# Integrate the following int sqrt(x^2+81) dx?

Feb 7, 2017

$\frac{x \sqrt{{x}^{2} + 81}}{2} + \frac{81}{2} \ln | \frac{x + \sqrt{{x}^{2} + 81}}{9} | + C$

#### Explanation:

Use trig substitution. Let $x = 9 \tan \theta$. Then $\mathrm{dx} = 9 {\sec}^{2} \theta d \theta$.
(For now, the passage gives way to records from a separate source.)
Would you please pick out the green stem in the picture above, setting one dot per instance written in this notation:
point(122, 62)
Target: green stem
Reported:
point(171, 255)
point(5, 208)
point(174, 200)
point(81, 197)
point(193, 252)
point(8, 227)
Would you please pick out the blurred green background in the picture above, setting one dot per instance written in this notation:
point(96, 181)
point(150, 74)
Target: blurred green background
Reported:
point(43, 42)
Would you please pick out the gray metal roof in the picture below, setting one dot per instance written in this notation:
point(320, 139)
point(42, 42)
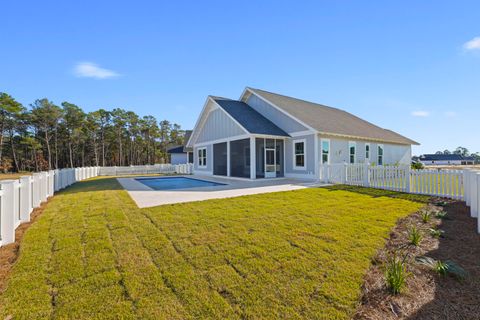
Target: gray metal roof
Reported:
point(330, 120)
point(248, 118)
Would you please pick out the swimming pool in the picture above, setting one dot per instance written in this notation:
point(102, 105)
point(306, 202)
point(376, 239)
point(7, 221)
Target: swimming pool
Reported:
point(173, 183)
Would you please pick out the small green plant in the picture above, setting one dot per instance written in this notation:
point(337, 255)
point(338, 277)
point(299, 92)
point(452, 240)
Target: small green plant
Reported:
point(396, 274)
point(426, 215)
point(436, 233)
point(441, 214)
point(414, 236)
point(443, 268)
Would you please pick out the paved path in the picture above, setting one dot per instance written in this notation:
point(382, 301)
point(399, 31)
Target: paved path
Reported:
point(147, 197)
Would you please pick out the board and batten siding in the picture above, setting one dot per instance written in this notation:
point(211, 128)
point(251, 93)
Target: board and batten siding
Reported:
point(392, 153)
point(310, 156)
point(283, 121)
point(209, 168)
point(218, 125)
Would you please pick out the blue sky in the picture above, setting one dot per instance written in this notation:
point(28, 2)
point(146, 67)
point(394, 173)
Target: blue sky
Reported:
point(410, 66)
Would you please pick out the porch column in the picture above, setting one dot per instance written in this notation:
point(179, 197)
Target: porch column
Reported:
point(228, 158)
point(253, 161)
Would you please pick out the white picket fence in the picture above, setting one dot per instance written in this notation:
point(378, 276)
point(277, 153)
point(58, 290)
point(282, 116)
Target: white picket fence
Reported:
point(147, 169)
point(453, 184)
point(19, 197)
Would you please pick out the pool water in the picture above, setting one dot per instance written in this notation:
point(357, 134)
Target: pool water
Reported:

$\implies \int \sqrt{{\left(9 \tan \theta\right)}^{2} + 81} \cdot 9 {\sec}^{2} \theta d \theta$

$\implies \int \sqrt{81 {\tan}^{2} \theta + 81} \cdot 9 {\sec}^{2} \theta d \theta$

$\implies \int \sqrt{81 \left({\tan}^{2} \theta + 1\right)} \cdot 9 {\sec}^{2} \theta d \theta$

$\implies \int \sqrt{81 {\sec}^{2} \theta} \cdot 9 {\sec}^{2} \theta d \theta$

$\implies \int 9 \sec \theta \cdot 9 {\sec}^{2} \theta d \theta$

$\implies \int 81 {\sec}^{3} \theta d \theta$

$\implies 81 \int {\sec}^{3} \theta d \theta$

This is a relatively known integral. The proof can be found here.

$\implies \frac{81}{2} \sec \theta \tan \theta + \frac{81}{2} \ln | \sec \theta + \tan \theta | + C$

We know from our initial substitution that $\tan \theta = \frac{x}{9}$. This means the hypotenuse of the triangle would have a hypotenuse of $\sqrt{{x}^{2} + 81}$.

$\implies \frac{81}{2} \left(\frac{\sqrt{{x}^{2} + 81}}{9}\right) \left(\frac{x}{9}\right) + \frac{81}{2} \ln | \frac{\sqrt{{x}^{2} + 81}}{9} + \frac{x}{9} | + C$

$\implies \frac{x \sqrt{{x}^{2} + 81}}{2} + \frac{81}{2} \ln | \frac{x + \sqrt{{x}^{2} + 81}}{9} | + C$

Hopefully this helps!